On March 24, just 41 percent of workers reported to their shift after the first case of Covid-19 was detected at BIW. After a second worker tested positive, office workers at BIW asked to be allowed to telecommute, but management refused, claiming “national security” concerns. After Gov. Janet Mills complained that BIW was not taking adequate precautions, management directed workers to the CDC website for instructions on how to make a mask, writing, “Some examples of acceptable face coverings are bandanas, scarfs, pieces of fabric held in place with elastic and ski masks that cover the mouth and nose.”
As the contract deadline approached, union members on the deck plate “started to show their frustrations in what we call ‘put the hammer down,’” says Suitter. “It was really the younger kids who got it started and really carried it forward and they would put the hammer down for one minute every hour on the hour by banging on steel.” Management responded by suspending workers.
Jami Bellefleur, a BIW painter of seven years, told local media that she was suspended after hammering on scrap metal and ordered to sit idly in the shipyards labor office. “We sat there for three hours on Friday afternoon, and then sat there for seven hours on Monday afternoon. We’ve been told by our national legal team [that putting the hammer down] is a protected act.” The union defended all the suspended workers and won them back pay for the time they lost.
Local S6 members are determined, but management shows few signs of backing down. Union negotiators met with federal mediators this week, and company representatives are supposed to do the same in the coming days. Three weeks in, workers are hanging tough on the picket lines, but they will need support from unions across the country and the people of Maine to win.

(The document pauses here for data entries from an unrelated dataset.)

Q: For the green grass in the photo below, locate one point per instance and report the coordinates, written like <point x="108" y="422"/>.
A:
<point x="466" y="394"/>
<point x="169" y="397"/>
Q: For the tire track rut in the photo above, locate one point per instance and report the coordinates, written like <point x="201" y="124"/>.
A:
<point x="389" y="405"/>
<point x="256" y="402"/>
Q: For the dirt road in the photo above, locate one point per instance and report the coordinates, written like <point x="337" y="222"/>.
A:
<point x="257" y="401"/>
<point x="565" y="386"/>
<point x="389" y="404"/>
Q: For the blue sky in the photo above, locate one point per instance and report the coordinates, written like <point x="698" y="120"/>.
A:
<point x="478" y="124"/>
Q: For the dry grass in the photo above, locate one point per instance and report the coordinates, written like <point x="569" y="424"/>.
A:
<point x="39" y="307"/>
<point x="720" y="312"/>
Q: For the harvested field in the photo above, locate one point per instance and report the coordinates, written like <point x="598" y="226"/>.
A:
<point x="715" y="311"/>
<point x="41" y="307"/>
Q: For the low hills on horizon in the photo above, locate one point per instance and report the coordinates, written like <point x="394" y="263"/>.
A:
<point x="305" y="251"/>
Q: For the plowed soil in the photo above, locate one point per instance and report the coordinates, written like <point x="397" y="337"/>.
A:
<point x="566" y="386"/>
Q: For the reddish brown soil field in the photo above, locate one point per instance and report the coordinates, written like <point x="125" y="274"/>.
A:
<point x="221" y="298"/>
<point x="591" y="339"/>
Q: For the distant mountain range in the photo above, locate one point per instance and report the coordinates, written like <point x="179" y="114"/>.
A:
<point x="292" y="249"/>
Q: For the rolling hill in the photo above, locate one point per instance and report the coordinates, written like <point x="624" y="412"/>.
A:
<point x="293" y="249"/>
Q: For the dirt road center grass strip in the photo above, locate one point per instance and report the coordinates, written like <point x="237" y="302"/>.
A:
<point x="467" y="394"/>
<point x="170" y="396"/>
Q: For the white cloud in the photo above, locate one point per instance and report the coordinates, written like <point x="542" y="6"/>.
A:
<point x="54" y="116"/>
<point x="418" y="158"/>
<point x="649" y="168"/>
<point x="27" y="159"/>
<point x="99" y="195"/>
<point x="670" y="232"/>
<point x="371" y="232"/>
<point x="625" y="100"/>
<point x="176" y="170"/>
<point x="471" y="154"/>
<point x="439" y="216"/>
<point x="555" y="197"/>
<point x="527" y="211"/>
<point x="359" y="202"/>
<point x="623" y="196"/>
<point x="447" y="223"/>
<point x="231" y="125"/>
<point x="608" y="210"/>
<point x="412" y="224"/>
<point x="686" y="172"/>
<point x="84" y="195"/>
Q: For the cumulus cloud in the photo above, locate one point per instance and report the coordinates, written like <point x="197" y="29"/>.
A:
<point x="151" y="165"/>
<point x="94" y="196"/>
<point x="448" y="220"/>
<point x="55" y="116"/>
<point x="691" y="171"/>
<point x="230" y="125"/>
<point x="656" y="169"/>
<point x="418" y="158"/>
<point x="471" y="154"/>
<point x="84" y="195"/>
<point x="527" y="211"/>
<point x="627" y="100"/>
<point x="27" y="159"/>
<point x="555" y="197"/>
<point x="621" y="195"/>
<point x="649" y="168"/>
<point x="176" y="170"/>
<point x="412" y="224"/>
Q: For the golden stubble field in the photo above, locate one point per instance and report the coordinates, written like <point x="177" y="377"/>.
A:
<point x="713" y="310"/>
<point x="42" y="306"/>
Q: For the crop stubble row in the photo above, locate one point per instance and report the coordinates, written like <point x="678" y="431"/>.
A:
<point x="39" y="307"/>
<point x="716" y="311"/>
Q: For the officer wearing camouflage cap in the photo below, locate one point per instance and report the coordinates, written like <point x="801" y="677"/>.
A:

BIW used to be an employer of choice for workers across Maine. General Dynamics wants to break that tradition and force its employees into a race to the bottom. The only thing strong enough to stop them will be union solidarity.
As Suiter puts it, “Bath Iron Works is owned by General Dynamics, and they don’t care about the people who work for the shipyard or the state for that matter. It’s the same story, blame the workers. Our members saw that they were literally trying to break the union. But we’ll put our foot down until they get the message that we’re not going away.”